They tethered the horses at the edge of the wood, but where they could reach the grass, and then Bowie placed numerous pickets in the wood through which an enemy must come, if he came. Ned was in the first watch and Obed and the Ring Tailed Panther were with him. Ned stood among the trees at a point where he could also see the river, here a beautiful, clear stream with a greenish tint. He ate venison from his knapsack as he walked back and forth, and he watched the last rays of the sun, burning like red fire in the west, until they went out and the heavy twilight came, trailing after it the dark.

Ned's impression of mediaevalism that he had received in the day when they were riding about San Antonio continued in the night. They had gone back centuries. Hidden here in this horseshoe, water on one side and wood on the other, they seemed to be in an absolutely wild and primitive world. Centuries had rolled back. His vivid imagination made the forest about them what it had been before the white man came.

The surface of the river was now dark. The stream flowed gently, and without noise. It, too, struck upon the boy's imagination. It would be fitting for an Indian canoe to come stealing down in the darkness, and he almost fancied he could see it there. But no canoe came, and Ned walked back and forth in a little space, always watching the wood or the river.

The night was very quiet. The horses, having grazed for an hour or two, now rested content. The men not on guard, used to taking their sleep where they could find it, were already in slumber. There was no wind.

The dark hours as usual were full of chill, but Ned's vigorous walk back and forth kept him warm. He was joined after a while by the famous scout, Henry Karnes, who, like "Deaf" Smith, seemed to watch all the time, although he came and went as he pleased.

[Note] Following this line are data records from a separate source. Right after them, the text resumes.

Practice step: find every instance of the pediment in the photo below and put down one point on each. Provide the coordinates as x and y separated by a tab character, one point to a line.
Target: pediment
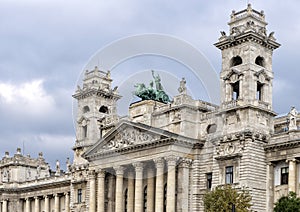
129	135
262	75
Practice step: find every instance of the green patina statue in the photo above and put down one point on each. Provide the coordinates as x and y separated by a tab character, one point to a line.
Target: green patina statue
149	93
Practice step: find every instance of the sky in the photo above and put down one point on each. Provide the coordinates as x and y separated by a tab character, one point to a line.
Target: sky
46	44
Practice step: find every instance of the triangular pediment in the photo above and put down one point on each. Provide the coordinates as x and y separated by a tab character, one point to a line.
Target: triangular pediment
129	135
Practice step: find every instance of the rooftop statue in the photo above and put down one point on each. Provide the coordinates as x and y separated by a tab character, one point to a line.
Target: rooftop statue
149	93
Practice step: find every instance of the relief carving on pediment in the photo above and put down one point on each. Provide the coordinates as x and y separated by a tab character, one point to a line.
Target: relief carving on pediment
128	137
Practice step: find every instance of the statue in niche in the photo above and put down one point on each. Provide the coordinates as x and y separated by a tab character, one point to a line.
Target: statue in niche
292	119
149	93
57	166
182	87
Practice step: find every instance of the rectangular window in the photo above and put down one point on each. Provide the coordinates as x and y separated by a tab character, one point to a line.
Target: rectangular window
79	195
229	175
284	175
209	180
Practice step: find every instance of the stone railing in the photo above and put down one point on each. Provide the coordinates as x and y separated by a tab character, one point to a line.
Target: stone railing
249	11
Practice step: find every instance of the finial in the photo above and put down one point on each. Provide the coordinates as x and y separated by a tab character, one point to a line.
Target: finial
19	151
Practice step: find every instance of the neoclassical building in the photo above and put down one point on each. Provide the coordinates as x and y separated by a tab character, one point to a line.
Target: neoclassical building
166	156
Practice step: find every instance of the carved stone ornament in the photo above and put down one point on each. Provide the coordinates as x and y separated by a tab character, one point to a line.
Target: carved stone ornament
128	137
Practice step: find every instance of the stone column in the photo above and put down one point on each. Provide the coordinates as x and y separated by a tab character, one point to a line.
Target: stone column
270	187
101	191
292	175
196	194
111	193
36	204
159	190
4	206
119	188
171	183
56	203
67	202
150	189
27	205
139	191
183	185
130	203
92	197
47	205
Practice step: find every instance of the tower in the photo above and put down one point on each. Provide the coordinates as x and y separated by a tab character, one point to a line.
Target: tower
246	76
96	110
246	114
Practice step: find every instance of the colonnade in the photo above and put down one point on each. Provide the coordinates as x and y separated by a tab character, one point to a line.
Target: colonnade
36	200
138	175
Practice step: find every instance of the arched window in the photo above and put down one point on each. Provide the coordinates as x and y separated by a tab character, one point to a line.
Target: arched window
145	199
235	90
236	61
103	109
212	128
86	109
165	198
84	131
260	61
126	200
259	91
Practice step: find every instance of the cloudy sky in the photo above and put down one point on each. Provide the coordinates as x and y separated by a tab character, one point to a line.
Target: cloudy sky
45	45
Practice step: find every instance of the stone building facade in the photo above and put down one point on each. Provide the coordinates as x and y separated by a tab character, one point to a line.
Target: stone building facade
165	157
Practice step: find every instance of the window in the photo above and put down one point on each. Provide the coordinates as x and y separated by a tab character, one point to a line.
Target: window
229	175
126	200
235	90
165	198
103	109
284	175
86	109
212	128
260	61
145	199
259	91
84	128
236	61
209	180
79	195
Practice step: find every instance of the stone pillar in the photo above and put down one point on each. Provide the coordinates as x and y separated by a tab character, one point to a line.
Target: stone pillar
92	197
183	185
130	203
150	189
119	188
139	191
101	191
270	187
47	205
292	175
196	194
27	205
36	204
67	202
56	203
4	206
159	190
171	183
111	193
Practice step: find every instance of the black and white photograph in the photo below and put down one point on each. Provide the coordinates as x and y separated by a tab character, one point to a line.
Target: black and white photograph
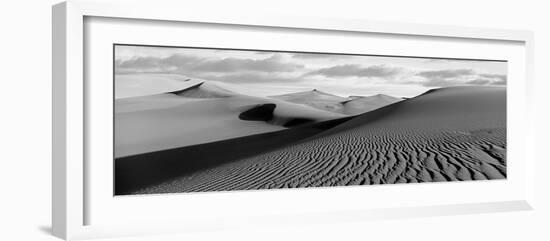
190	119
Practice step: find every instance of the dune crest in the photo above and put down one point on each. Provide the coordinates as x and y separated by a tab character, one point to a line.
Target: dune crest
451	134
352	105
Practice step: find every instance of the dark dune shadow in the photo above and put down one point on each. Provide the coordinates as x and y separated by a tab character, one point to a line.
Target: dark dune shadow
45	229
259	113
139	171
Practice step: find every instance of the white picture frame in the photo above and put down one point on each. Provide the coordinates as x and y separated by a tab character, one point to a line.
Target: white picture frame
71	110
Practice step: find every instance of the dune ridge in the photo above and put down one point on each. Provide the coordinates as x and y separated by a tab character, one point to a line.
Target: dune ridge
352	105
450	134
200	113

"Well, boy," said Karnes, "do you find it hard work, this watching and watching and watching for hours and hours?"

"Not at all," replied Ned, responding to his tone of humorous kindness. "I might have found it so once, but I don't now. I'm always anxious to see what will happen."

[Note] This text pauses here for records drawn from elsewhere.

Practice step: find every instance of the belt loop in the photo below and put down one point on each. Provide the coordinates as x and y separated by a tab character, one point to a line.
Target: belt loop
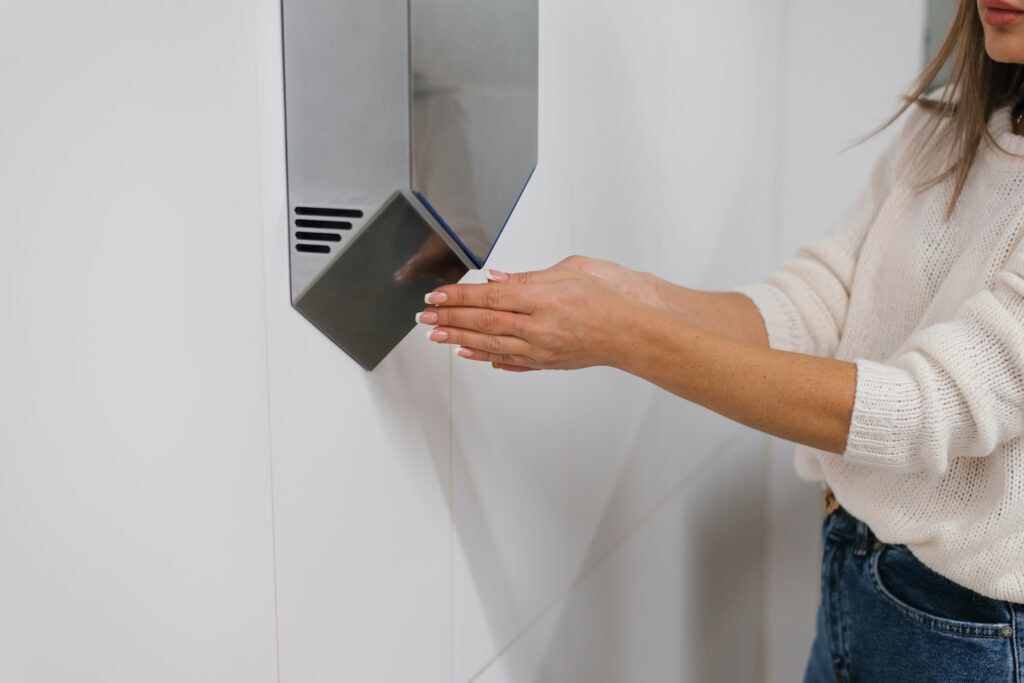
832	505
863	539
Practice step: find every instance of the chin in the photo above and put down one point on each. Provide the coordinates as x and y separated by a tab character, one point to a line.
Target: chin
1005	48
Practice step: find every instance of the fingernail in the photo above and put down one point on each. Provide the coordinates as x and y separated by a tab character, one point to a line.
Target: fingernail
426	317
435	297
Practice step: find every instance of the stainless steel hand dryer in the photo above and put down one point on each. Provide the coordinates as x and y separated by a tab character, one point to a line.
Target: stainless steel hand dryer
411	130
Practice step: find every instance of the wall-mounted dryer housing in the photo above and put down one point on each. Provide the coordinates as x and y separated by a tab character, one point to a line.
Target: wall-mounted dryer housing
411	133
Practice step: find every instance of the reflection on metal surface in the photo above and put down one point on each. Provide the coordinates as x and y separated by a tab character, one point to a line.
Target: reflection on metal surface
365	300
411	131
474	112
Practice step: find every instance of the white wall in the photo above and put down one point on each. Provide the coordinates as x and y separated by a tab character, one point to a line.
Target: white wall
196	484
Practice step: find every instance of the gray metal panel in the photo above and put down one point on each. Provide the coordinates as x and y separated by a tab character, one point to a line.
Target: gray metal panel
346	103
474	111
366	299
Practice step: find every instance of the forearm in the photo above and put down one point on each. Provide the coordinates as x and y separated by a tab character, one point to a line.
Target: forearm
728	313
802	398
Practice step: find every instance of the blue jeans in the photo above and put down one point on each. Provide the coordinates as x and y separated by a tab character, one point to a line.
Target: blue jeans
885	617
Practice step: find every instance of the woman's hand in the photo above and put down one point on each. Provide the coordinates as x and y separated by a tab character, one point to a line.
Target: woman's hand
640	286
561	318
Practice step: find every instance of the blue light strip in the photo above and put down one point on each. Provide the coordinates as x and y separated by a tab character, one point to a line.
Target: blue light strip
472	256
455	237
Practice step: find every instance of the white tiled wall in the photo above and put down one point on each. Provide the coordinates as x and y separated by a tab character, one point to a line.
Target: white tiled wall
135	519
196	484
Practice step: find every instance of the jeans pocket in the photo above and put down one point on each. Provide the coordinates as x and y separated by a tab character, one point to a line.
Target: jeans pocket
934	601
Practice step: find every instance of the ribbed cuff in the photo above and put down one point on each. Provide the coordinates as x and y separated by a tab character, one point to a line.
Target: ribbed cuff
785	332
887	417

"That's a good spirit to have," said Karnes, smiling, "and you need it down here, where a man must always be watching for something. In Texas boys have to be men now."

He walked back and forth with Ned, and the lad felt flattered that so famous a scout should show an interest in him. The two were at the edge of the wood and they could see duskily before them a stretch of bare prairie. Karnes was watching this open space intently, and Ned was watching it also.

The boy saw nothing, but suddenly he heard, or thought he heard, a low sound. It was faint, but, unconsciously bending forward a little, he heard it again. It was a metallic rattle and instantly he called the attention of Karnes to it. The scout stopped his walk and listened. Then Ned saw his form grow rigid and tense.

"Let's put our ears to the ground, Ned," said he.

The two stretched out ear to earth, and then Ned not only heard the noise much more distinctly, but he knew at once what it was. He had heard it more than once in the marching army of Cos. It was the sound made by the approaching wheel of a cannon.

"Artillery," he said in a whisper.

"Beyond a doubt," said Karnes. "It means that the Mexicans have crossed the river--there's a ford two or three hundred yards above--and mean to attack us. It was your good ear, Ned, that gave us the first warning."

Ned flushed with pleasure at the compliment, but, a moment or two later, they saw dark figures rising out of the prairie and advancing toward them.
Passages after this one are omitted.